The term also includes any person who knows that misdemeanor or felony 

charges are pending against such person and who leaves the State of 

prosecution.

* * * * *

    Indictment. Includes an indictment or information in any court, 

under which a crime punishable by imprisonment for a term exceeding 1 

year (as defined in this section) may be prosecuted, or in military 

cases to any offense punishable by imprisonment for a term exceeding 1 

year which has been referred to a general court-martial. An information 

is a formal accusation of a crime, differing from an indictment in that 

it is made by a prosecuting attorney and not a grand jury.

* * * * *

    Mental institution. Includes mental health facilities, mental 

hospitals, sanitariums, psychiatric facilities, and other facilities 

that provide diagnoses by licensed professionals of mental retardation 

or mental illness, including a psychiatric ward in a general hospital.

* * * * *

    Renounced U.S. citizenship. (a) A person has renounced his U.S. 

citizenship if the person, having been a citizen of the United States, 

has renounced citizenship either--

    (1) Before a diplomatic or consular officer of the United States in 

a foreign state pursuant to 8 U.S.C. 1481(a)(5); or

    (2) Before an officer designated by the Attorney General when the 

United States is in a state of war pursuant to 8 U.S.C. 1481(a)(6).

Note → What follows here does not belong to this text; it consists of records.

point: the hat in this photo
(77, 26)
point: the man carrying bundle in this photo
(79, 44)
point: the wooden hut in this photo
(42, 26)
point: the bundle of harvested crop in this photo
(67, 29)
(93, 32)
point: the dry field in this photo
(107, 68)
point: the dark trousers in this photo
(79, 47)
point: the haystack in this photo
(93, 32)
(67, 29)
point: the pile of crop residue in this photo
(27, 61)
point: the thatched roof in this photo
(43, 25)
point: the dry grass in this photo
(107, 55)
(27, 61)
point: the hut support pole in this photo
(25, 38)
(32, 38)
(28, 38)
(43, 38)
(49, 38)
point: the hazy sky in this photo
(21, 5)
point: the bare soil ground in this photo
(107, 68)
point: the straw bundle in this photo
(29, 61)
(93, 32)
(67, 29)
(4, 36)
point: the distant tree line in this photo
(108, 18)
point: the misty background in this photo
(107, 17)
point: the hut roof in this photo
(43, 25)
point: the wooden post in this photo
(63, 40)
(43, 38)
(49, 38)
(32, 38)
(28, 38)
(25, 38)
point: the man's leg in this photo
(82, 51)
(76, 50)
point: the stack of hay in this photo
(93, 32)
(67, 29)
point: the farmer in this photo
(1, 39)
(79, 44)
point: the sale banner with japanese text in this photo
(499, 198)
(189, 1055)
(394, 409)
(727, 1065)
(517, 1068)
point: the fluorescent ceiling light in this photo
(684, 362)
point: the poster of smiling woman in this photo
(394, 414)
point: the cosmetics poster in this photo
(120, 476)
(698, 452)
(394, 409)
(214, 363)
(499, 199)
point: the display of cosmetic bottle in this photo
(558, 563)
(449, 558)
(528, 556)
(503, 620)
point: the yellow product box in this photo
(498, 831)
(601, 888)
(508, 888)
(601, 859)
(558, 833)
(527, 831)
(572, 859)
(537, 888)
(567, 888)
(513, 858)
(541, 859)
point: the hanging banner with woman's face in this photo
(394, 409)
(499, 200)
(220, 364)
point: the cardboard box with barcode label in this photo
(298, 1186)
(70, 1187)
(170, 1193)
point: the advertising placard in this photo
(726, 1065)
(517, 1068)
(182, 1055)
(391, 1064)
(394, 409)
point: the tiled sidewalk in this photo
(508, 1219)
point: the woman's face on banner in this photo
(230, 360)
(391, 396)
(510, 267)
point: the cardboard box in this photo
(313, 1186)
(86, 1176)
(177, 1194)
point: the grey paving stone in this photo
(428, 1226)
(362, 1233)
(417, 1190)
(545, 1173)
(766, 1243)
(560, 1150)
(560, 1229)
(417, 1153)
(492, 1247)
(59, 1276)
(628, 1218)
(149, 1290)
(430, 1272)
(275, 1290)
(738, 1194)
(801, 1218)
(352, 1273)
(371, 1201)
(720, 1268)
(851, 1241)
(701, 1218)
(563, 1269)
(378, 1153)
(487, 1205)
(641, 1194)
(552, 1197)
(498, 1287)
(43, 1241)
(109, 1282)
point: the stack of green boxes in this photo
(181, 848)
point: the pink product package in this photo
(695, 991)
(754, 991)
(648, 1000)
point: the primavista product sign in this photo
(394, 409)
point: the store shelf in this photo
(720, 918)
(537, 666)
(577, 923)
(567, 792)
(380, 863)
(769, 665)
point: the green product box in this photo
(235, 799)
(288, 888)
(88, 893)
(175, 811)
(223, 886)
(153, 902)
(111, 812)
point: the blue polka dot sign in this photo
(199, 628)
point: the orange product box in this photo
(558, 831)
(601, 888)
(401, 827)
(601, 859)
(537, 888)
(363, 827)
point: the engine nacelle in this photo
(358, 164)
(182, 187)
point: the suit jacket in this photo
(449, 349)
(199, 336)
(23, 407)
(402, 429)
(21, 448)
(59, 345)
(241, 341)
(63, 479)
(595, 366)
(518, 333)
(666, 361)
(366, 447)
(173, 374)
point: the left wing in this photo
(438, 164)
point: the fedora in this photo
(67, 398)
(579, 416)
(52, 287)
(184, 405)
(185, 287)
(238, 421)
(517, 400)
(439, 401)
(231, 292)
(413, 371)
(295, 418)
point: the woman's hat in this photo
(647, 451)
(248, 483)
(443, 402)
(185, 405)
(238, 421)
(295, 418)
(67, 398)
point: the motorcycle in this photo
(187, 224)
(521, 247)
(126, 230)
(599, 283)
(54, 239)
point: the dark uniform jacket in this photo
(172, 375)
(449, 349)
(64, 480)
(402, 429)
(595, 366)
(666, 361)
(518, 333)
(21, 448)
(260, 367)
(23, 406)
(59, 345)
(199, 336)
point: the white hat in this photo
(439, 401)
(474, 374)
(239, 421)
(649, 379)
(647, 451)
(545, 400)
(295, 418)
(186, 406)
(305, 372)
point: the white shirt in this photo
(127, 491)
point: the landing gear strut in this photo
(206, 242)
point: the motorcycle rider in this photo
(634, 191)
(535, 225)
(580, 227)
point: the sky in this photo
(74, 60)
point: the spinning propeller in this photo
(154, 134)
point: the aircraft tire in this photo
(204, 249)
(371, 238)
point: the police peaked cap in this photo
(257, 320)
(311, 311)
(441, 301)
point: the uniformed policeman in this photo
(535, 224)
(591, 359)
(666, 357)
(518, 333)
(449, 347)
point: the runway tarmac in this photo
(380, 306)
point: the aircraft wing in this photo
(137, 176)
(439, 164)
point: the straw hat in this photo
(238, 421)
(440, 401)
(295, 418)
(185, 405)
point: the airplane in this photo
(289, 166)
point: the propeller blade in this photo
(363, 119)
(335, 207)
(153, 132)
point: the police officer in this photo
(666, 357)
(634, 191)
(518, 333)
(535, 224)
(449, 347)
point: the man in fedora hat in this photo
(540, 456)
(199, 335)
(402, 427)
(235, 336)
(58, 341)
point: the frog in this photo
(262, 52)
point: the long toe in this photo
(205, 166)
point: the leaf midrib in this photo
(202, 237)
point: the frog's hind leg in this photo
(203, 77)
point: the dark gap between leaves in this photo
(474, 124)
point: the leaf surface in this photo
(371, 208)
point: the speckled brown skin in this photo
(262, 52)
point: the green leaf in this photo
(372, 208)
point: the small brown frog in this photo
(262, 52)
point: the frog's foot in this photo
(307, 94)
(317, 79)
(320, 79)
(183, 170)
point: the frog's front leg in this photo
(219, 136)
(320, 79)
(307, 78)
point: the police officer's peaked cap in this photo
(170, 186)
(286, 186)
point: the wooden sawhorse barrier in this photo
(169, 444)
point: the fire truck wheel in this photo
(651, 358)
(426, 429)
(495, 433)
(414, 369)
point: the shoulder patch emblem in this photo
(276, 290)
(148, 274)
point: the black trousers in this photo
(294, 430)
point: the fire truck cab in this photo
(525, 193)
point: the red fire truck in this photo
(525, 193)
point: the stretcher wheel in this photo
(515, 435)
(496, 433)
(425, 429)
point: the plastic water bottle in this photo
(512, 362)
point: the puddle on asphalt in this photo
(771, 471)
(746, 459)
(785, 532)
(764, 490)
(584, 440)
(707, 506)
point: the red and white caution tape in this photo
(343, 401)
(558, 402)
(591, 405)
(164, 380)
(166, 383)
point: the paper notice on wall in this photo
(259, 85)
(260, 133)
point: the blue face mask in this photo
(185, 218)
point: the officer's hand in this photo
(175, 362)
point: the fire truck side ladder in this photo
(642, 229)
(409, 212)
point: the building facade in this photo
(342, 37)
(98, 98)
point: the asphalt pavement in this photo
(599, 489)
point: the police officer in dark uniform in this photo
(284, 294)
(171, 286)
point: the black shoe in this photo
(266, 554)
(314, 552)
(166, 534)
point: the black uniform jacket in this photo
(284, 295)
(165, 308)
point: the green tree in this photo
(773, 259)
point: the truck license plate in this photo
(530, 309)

    (b) The term shall not include any renunciation of citizenship that 

has been reversed as a result of administrative or judicial appeal.

* * * * *

    Unlawful user of or addicted to any controlled substance. A person 

who uses a controlled substance and has lost the power of self-control 

with reference to the use of the controlled substance; and any person 

who is a current user of a controlled substance in a manner other than 

as prescribed by a licensed physician. Such use is not limited to the 

use of drugs on a particular day, or within a matter of days or weeks 

before, but rather that the unlawful use has occurred recently enough 

to indicate that the individual is actively engaged in such conduct. A 

person may be an unlawful current user of a controlled substance even 

though the substance is not being used at the precise time the person 

seeks to acquire a firearm or receives or possesses a firearm. An 

inference of current use may be drawn from evidence of a recent use or 

possession of a controlled substance or a pattern of use or possession 

that reasonably covers the present time, e.g., a conviction for use or 

possession of a controlled substance within the past year; multiple 

arrests for such offenses within the past 5 years if the most recent 

arrest occurred within the past year; or persons found through a drug 

test to use a controlled substance unlawfully, provided that the test 

was administered within the past year. For a current or former member 

of the Armed Forces, an inference of current use may be drawn from 

recent disciplinary or other administrative action based on confirmed 

drug use, e.g., court-martial conviction, nonjudicial punishment, or an 

administrative discharge based on drug use or drug rehabilitation 

failure.

* * * * *

    Par. 3. Section 178.32(e) is added to read as follows:





Sec. 178.32  Prohibited shipment, transportation, possession, or 

receipt of firearms and ammunition by certain persons.



* * * * *

    (e) The actual notice required by paragraphs (a)(8)(i) and 

(d)(8)(i) of this section is notice expressly and actually given, and 

brought home to the party directly, including service of process 

personally served on the party and service by mail. Actual notice also 

includes proof of facts and circumstances that raise the inference that 

the party received notice including, but not limited to, proof that 

notice was left at the party's dwelling house or usual place of abode 

with some person of suitable age and discretion residing therein; or 

proof that the party signed a return receipt for a hearing notice which 

had been mailed to the party. It does not include notice published in a 

newspaper.





[[Page 34640]]





    Signed: April 21, 1997.

John W. Magaw,

Director.



    Approved: May 5, 1997.

John P. Simpson,

Deputy Assistant Secretary, (Regulatory, Tariff and Trade Enforcement).